Pero algo sucedió. Luego de cuarenta años dentro de ésta cárcel, por primera vez, mi bestia comenzó a volverse distante. Ya no escuchaba mis historias inventadas, ni hacía caso cuando le arrojaba comida sobrante. Hasta que un día, desapareció. La busqué por todos lados, desesperado. Canchas, mesas, cafetería, etc. Huyó de mi vida, me abandonó. El único ente que completaba mi miserable existencia, desapareció.

Fueron días de total soledad. Lo gris del día se volvía gris de verdad, la comida terrible era terrible, y las noches frías frías. Pero un día, al caer el ocaso, comencé a toser. Toser extremadamente, al punto de sofocarme, lanzando cuajos de sangre, a lo que los guardias se alertaron y con su vehemencia clásica me llevaron a la enfermería. Cáncer al pulmón, fue el primer diagnóstico. Luego de diversos análisis médicos, lograron ubicar variadas metástasis a lo largo de mi caja torácica. Se sorprendieron, y si no fuera reo dirían que es un milagro que estuviera siquiera consciente. Me dieron dos meses de vida.

Papeles en blanco eran mi testamento. Nunca tuve ninguna visita, ni jamás la necesité. Mucho menos seres queridos, no eran de utilidad. Toda mi compañía recaía en la maldita bestia que ahora me ha dejado.

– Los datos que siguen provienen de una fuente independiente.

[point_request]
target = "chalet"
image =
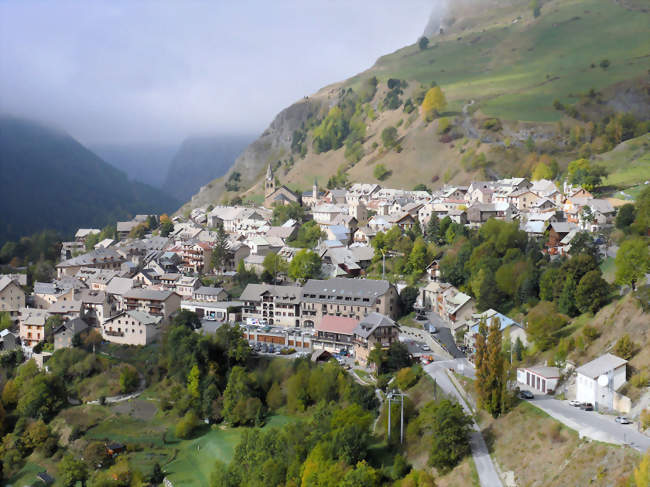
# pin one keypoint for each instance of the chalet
(335, 333)
(99, 258)
(131, 328)
(540, 378)
(32, 326)
(12, 298)
(153, 302)
(65, 333)
(352, 298)
(275, 305)
(374, 330)
(597, 382)
(280, 195)
(208, 294)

Pero pasado un mes desde que me dieron la fatídica sentencia, tuve gigantescos deseos de verme al espejo. Sin rozar afanes narcisistas, puesto que mi cara debería de ser un manojo terrible de ojeras, calvicie, y ojos muertos. Para mi sorpresa, la vi. Había vuelto a mí.

La bestia estaba fija en el espejo, mirándome. Y al cabo de unos segundos, comprendí su motivo en mi vida. Me sonreía de manera burlona, como riéndose de que nos iremos al juntos al infierno en pocos días contados. Comenzó a confesarse que usó mi cuerpo para cometer tales asesinatos hace cuarenta años, que necesitaba salir, que era prisionera de mi alma. Llorando de alegría, como si se hubiera contenido esas palabras hace tantos años, me contaba sin tartamudear ni vagar, su enorme peso en su corazón oscuro y tormentoso.

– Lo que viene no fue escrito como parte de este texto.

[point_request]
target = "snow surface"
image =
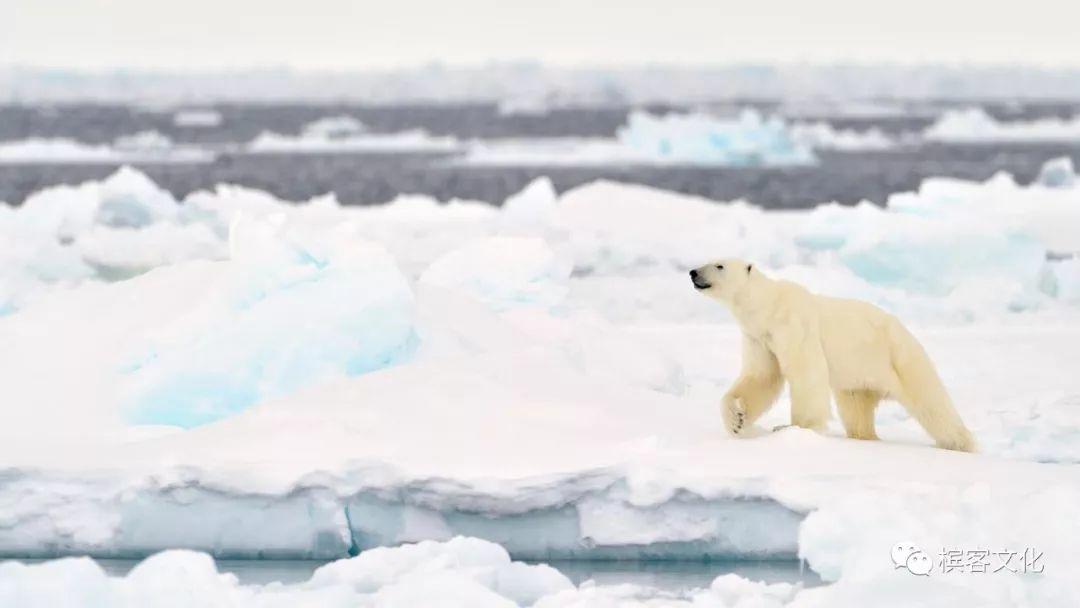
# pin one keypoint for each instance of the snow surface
(747, 138)
(194, 118)
(975, 125)
(339, 136)
(266, 379)
(147, 147)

Luego de ese emocionante momento, noté que mi cuerpo cambió de manera notoria. Mis manos estaban dotadas de pelaje, mis uñas eran garras negras, y poseía gruesos y largos bigotes. Sentí deseos de acostarme. Al cabo de un rato, una gacela con traje azul vino a cambiar los repuestos de suero con el cual alargaban mi suplicio.

Mi bestia y yo nos dimos las paces en una instancia externa al mundo corriente, al mundo humano que nunca deja de girar y además ignora a las bestias que lleva en sus interiores, las que callan mediante sus trabajos llenos de tensiones, de sus cajas distractoras y de sus sustancias estupefacientes. Agradezco el día en que vislumbré al mundo como es, aún si fue en un restringido espacio como un bar, logré ver la naturaleza bestial del humano, y a las hermosas bestias de cada persona en aquella violenta estancia.